Tunesiens Präsident legt neuen Verfassungsentwurf vor

Tunesiens Präsident Kais Saied hat eine überarbeitete Fassung eines Entwurfs für eine neue Verfassung vorgelegt, die seine Macht zementieren soll. In dem in der Nacht auf heute im Amtsblatt des nordafrikanischen Staates veröffentlichten Entwurf wurden zwei Artikel zur Rolle des Islam und zu Rechten und Freiheiten überarbeitet.

In Artikel 5 wird in dem Abschnitt, wonach Tunesien „Teil der islamischen Gemeinschaft“ sei und der Staat „auf ein Erreichen der Ziele des Islams“ hinarbeiten müsse, die Formulierung „innerhalb eines demokratischen Systems“ eingefügt.

In Artikel 55 heißt es fortan, dass die in der Verfassung garantierten Rechte und Freiheiten nur durch ein Gesetz oder eine „von einer demokratischen Ordnung auferlegten Notwendigkeit“ eingeschränkt werden dürften.
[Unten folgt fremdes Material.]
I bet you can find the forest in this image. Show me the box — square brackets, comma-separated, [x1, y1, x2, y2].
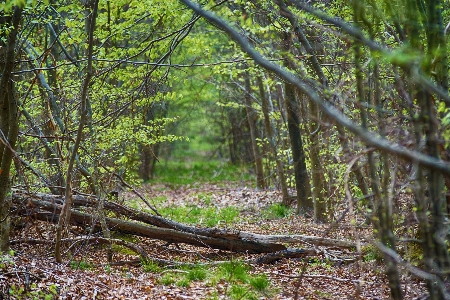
[0, 0, 449, 299]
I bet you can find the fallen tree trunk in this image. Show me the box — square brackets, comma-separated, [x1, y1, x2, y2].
[14, 196, 286, 253]
[12, 190, 356, 252]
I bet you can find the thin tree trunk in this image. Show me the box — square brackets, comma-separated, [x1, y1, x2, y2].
[258, 76, 289, 204]
[243, 70, 265, 189]
[353, 3, 402, 298]
[284, 83, 312, 213]
[275, 1, 327, 218]
[308, 100, 327, 222]
[55, 0, 99, 263]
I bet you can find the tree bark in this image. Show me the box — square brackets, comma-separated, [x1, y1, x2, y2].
[275, 0, 329, 221]
[283, 82, 313, 214]
[258, 76, 290, 204]
[0, 6, 22, 252]
[12, 190, 356, 250]
[243, 70, 265, 189]
[55, 0, 99, 263]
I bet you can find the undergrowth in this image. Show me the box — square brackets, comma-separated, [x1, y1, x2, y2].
[151, 260, 273, 299]
[150, 160, 253, 186]
[159, 205, 240, 227]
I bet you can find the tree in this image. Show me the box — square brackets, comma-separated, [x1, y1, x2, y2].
[180, 0, 450, 298]
[0, 5, 22, 252]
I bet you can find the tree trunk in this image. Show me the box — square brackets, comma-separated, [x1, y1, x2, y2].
[275, 1, 329, 220]
[243, 70, 265, 189]
[308, 99, 327, 223]
[283, 83, 313, 214]
[0, 7, 22, 252]
[55, 0, 99, 263]
[353, 3, 403, 299]
[12, 190, 356, 249]
[280, 33, 313, 214]
[258, 76, 289, 203]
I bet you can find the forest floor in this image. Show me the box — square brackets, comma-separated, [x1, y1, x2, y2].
[3, 181, 426, 299]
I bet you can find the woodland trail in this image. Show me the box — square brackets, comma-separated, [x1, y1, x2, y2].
[2, 183, 425, 299]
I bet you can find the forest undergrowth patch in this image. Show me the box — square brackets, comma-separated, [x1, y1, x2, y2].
[3, 183, 427, 299]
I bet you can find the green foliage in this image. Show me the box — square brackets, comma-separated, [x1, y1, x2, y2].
[308, 258, 333, 270]
[151, 160, 252, 186]
[362, 244, 383, 262]
[111, 244, 137, 256]
[404, 242, 423, 265]
[215, 261, 271, 300]
[315, 290, 332, 298]
[159, 205, 239, 227]
[111, 232, 139, 243]
[0, 250, 15, 270]
[159, 265, 207, 287]
[218, 261, 251, 283]
[9, 283, 58, 300]
[142, 260, 162, 273]
[249, 274, 270, 291]
[186, 266, 207, 281]
[156, 261, 272, 298]
[262, 203, 292, 219]
[176, 277, 191, 287]
[229, 284, 252, 300]
[159, 273, 176, 285]
[69, 260, 92, 270]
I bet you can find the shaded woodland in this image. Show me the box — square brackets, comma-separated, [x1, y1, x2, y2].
[1, 0, 450, 299]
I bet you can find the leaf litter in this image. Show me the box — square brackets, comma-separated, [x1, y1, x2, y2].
[2, 183, 426, 299]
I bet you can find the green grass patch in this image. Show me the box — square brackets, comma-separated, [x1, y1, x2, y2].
[186, 266, 207, 281]
[218, 261, 251, 283]
[111, 232, 139, 243]
[156, 261, 273, 299]
[196, 192, 213, 205]
[315, 290, 332, 298]
[70, 260, 92, 270]
[262, 203, 292, 219]
[150, 160, 253, 186]
[159, 205, 240, 227]
[362, 244, 383, 262]
[308, 258, 333, 270]
[160, 273, 176, 285]
[142, 260, 163, 273]
[215, 261, 271, 300]
[230, 284, 253, 299]
[249, 274, 270, 291]
[111, 244, 137, 256]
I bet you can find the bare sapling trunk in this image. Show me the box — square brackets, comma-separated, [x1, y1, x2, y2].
[55, 0, 99, 263]
[258, 76, 290, 204]
[243, 69, 265, 189]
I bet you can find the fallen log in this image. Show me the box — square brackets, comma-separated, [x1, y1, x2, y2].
[254, 248, 317, 264]
[14, 197, 286, 253]
[12, 190, 356, 250]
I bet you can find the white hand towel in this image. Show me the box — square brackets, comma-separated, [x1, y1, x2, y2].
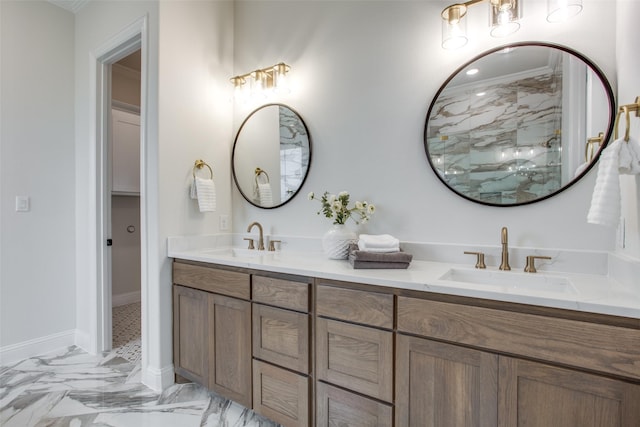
[193, 177, 216, 212]
[257, 182, 273, 206]
[358, 234, 400, 253]
[587, 137, 640, 227]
Rechte dürfen außerdem nur eingeschränkt werden, um die Rechte anderer zu schützen oder für die „öffentliche Sicherheit, die nationale Verteidigung oder die öffentliche Gesundheit“.

Referendum am 25. Juli

Die tunesische Bevölkerung soll am 25. Juli per Referendum über die neue Verfassung abstimmen. Der bisherige Artikel 5 war von Verfechtern einer Trennung von Staat und Religion kritisiert worden. Er hatte außerdem Befürchtungen vor einer Diskriminierung anderer religiöser Gruppen geweckt.

Im dem überarbeiteten Verfassungsentwurf gibt sich Präsident Saied aber weiter umfassende Macht – eine klare Abkehr vom 2014 eingeführten parlamentarischen System. So hat der Präsident die Regierungsgewalt inne und wird dabei von einem Regierungschef unterstützt, den er ernennt und der nicht auf das Vertrauen des Parlaments angewiesen ist. Die Rolle des Parlaments wird durch die neue Verfassung deutlich begrenzt.